Total Shareholder Returns Seen at 3.5 Trillion Won This Year... Double Last Year
On the 25th, when the third amendment to the Commercial Act was passed, KT&G announced an aggressive plan to cancel its treasury shares. Analysts say that canceling nearly 10% of the total outstanding shares, combined with expectations of a tax hike, could act as a positive catalyst for the share price.
On the 26th, Daol Investment & Securities raised its target price for KT&G by 10% to 220,000 won, while maintaining its "Buy" investment rating. The previous day's closing price was 179,700 won.
On the previous day, when the third amendment to the Commercial Act, which mandates the cancellation of treasury shares, passed the National Assembly plenary session, KT&G disclosed an aggressive treasury share cancellation plan.

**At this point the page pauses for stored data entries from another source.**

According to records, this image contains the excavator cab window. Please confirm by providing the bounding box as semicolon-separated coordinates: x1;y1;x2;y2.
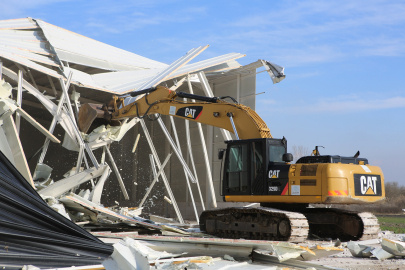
225;144;249;193
223;138;288;196
269;145;286;163
251;141;265;194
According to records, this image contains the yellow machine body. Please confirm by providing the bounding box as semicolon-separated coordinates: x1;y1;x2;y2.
224;163;385;204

If the amended Commercial Act takes effect before the shareholders' meeting scheduled for March 26, the company plans to: (1) strategically cancel 10,866,189 existing treasury shares (equivalent to 9.5% of total outstanding shares); and (2) acquire and dispose of up to 30,000 new treasury shares for employee compensation purposes. Although the exact timing of the cancellation has not been disclosed, under the amended Commercial Act, existing treasury shares are given a six-month grace period from the effective date, and must then be canceled within one year after that period. In other words, the cancellation must be completed within 18 months.
Assuming that all existing treasury shares are canceled within this year, KT&G's total shareholder return for the year is estimated at 3.457 trillion won. This would be more than double the previous year's 1.187 trillion won.
With nearly 10% of treasury shares being canceled, Daol Investment & Securities revised KT&G's annual earnings per share (EPS) upward from 10,480 won to 11,708 won. The firm also expects that anticipation of a tax hike will additionally support the share price.
Lee Dayeon, an analyst at Daol Investment & Securities, said, "Along with the government's recent strengthening of tax collection and antitrust enforcement (including efforts to introduce a sugar tax, the imposition of fines for collusion among flour milling and sugar companies, and tighter tax adjustments on internal transactions), expectations of a tobacco tax hike could be further reflected in the company's share price."